Pour les cinéphiles, le parcours de "Papa Marcel" est inspirant, surtout pour la jeunesse qui ne jure que par les diplômes avec à la clé, un travail qui offre un gros salaire, dans un bureau feutré. "Ce qui a conduit "Papa Marcel" là, c’était le fait qu’il ait arrêté l’école. Et aujourd’hui, pour plusieurs raisons, on arrête l’école. On peut avoir fini, mais la question qui se pose après, c’est ce qu’on fera. Il faut que les jeunes burkinabè aient de la passion pour quelque chose qui leur permettra de se prendre en charge, qu’ils s’asseyent et se donnent le temps d’apprendre", a conseillé Adjaratou Sawadogo.

"J’ai été marquée par la passion de Marcel Lankoandé" Adjaratou Sawadogo

"J’ai vu l’affiche de ce film hier. Et à la vue du titre et de l’image, je me suis dit que je ne devais pas rater ça. Pendant la présentation, j’ai failli couler des larmes car je suis moi-meme horloger, mais je ne savais pas que les choses en la matière étaient si profondes... Quand j’étais assis, beaucoup de choses défilaient dans ma tête. J’ai un compte Tik Tok, Facebook, Instagram. Je sais qu’à l’époque de "Papa Marcel" il n’y avait pas tous ces réseaux, et ce n’est pas sûr aujourd’hui qu’il sait comment les utiliser. Avec ce métier, il faut arriver à créer du contenu, pour permettre à des gens à la maison de pouvoir régler certains problèmes liés à leurs montres, même étant chez eux", a entrevu Parfait Gansonré, promoteur de "La rue des montres" et de "Docteur montre", par ailleurs, ingénieur en réseau et système informatique.
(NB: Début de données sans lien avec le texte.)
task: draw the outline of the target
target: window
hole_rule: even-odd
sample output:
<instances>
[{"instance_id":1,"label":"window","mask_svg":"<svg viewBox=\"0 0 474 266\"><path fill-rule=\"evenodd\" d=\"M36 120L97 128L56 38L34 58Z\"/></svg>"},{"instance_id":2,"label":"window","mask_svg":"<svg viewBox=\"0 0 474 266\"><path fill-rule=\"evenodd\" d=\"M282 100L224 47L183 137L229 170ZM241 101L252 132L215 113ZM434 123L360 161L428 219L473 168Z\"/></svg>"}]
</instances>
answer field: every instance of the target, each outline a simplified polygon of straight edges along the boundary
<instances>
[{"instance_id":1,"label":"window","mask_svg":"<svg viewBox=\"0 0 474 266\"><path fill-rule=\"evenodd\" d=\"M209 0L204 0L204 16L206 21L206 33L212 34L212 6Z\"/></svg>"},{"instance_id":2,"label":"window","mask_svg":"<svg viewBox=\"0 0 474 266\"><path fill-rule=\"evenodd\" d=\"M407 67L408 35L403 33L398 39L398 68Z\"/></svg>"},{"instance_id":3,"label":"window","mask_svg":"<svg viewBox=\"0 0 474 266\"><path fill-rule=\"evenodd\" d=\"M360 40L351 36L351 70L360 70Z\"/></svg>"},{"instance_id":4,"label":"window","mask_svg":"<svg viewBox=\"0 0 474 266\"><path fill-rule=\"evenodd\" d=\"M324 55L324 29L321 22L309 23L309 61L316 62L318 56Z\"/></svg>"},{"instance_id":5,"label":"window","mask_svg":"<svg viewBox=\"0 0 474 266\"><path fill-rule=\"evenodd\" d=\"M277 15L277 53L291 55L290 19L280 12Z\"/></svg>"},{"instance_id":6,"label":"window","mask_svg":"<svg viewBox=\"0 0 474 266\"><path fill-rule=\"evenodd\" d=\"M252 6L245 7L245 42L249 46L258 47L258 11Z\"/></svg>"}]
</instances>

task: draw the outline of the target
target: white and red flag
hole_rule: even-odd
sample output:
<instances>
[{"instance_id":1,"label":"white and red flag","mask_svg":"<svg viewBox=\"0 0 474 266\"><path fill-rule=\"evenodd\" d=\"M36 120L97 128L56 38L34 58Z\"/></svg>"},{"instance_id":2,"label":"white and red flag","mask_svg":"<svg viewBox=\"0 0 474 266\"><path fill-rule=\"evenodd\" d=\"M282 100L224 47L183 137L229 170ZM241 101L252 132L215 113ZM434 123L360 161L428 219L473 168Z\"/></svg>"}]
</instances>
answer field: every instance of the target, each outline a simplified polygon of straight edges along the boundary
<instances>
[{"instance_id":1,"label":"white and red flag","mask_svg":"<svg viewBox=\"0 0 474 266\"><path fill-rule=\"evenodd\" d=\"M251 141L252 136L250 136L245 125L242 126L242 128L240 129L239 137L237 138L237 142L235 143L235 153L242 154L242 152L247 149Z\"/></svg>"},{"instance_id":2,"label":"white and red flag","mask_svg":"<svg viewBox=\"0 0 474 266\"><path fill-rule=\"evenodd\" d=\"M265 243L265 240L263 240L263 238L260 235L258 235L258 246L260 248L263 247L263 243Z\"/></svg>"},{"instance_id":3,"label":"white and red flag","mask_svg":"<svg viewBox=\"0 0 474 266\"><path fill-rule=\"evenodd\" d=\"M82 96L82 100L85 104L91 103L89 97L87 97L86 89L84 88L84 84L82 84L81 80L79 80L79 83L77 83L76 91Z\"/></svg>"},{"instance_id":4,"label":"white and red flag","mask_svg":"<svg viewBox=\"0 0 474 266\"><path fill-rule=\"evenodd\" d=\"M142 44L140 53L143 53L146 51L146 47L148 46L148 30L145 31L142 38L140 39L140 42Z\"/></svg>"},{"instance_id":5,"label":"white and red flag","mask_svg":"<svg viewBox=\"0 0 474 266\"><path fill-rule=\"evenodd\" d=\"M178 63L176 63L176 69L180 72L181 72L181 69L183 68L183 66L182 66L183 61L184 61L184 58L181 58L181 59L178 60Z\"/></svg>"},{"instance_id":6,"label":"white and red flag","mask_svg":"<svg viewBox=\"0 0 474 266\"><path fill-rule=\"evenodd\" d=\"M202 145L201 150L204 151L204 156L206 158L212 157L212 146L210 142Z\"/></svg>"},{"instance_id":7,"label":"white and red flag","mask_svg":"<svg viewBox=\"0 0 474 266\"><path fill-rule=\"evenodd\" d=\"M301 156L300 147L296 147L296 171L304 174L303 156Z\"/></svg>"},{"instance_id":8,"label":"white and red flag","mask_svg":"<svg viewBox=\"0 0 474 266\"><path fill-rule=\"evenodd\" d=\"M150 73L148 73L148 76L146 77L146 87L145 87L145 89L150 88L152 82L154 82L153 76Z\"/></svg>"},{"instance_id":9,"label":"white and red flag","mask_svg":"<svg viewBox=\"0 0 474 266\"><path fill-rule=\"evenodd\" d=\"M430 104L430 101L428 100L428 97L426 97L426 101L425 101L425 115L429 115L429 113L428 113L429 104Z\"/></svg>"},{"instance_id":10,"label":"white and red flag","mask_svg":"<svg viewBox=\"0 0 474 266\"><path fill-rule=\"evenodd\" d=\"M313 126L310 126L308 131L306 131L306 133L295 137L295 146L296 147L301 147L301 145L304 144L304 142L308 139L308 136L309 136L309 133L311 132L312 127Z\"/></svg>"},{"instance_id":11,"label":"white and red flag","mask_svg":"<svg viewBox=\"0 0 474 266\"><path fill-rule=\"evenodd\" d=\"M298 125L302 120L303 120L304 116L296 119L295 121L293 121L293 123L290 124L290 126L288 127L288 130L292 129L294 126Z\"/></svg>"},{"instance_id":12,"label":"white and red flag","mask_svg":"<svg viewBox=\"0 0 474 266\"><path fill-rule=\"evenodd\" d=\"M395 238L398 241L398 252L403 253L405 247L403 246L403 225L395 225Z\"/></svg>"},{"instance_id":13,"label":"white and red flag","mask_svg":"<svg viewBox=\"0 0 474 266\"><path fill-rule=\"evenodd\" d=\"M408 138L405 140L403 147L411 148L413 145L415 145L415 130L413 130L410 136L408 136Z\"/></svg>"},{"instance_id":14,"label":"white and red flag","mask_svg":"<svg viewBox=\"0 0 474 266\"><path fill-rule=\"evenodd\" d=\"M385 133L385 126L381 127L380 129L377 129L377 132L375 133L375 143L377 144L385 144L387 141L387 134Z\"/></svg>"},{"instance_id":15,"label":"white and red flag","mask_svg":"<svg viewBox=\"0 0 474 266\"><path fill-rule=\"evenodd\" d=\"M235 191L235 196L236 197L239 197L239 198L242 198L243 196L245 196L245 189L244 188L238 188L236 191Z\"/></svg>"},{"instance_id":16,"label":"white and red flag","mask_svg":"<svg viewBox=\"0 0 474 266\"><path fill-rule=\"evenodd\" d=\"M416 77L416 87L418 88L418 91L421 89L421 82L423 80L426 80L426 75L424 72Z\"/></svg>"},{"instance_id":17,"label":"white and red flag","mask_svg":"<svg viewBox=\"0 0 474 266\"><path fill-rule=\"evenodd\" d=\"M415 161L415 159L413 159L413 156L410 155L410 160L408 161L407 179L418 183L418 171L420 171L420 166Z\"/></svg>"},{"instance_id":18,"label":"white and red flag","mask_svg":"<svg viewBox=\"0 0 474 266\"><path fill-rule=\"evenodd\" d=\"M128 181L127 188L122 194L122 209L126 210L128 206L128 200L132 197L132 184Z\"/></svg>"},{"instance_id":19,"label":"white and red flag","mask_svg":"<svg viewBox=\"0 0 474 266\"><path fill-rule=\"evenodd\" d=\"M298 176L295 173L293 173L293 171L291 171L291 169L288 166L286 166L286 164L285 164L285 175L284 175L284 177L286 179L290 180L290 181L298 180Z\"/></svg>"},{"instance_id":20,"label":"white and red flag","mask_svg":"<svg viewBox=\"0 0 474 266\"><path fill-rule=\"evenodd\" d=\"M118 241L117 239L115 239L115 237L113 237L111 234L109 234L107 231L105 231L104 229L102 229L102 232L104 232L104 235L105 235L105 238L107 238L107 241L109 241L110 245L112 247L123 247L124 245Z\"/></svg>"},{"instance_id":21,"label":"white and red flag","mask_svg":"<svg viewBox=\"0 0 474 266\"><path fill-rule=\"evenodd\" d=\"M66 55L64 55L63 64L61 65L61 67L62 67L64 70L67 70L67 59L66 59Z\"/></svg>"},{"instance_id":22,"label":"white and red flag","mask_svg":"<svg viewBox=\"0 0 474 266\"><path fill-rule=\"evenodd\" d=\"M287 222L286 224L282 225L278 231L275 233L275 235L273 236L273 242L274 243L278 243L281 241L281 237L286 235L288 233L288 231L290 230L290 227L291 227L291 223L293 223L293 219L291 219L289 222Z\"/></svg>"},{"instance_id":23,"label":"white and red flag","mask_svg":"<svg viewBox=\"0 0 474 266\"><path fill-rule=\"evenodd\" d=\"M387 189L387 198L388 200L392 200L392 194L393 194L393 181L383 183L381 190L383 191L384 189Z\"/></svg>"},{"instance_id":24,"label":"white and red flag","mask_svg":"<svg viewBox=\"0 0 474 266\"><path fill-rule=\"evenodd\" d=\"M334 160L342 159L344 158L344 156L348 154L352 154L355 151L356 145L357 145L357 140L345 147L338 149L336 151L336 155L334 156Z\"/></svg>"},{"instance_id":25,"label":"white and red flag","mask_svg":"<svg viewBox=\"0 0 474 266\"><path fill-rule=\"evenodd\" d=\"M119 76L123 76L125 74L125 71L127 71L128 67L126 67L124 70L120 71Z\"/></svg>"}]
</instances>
"Je suis content d’avoir connu "Papa Marcel" ce soir. Je le prendrai pour mentor et parrain" Parfait Gansonré

Pour l’heure, Marcel Lankoandé n’exerce pas dans un local bien précis. Mais chez lui, à la maison, il dispose de tout le matériel pour démonter, réparer et remonter une montre comme il se doit. Son ambition est d’être utile aux plus jeunes et leur permettre de s’essayer à ce métier car dit-il : "en 2018, la Côte d’Ivoire a mis à la disposition du Centre d’horlogerie d’Abidjan, un terrain pour permettre aux jeunes d’apprendre le métier. Je n’y suis pas retourné depuis lors, mais c’est un projet qu’on peut bel et bien initier ici. Ça peut sortir beaucoup de jeunes du chômage." Honoré en ce jour, 13 juin 2024, l’homme n’a que des remerciements au bout des lèvres, à l’endroit de la réalisatrice qui braque sur lui le feu des projecteurs : "je remercie mademoiselle Sara et toute son équipe pour cette main tendue", s’est-il exclamé.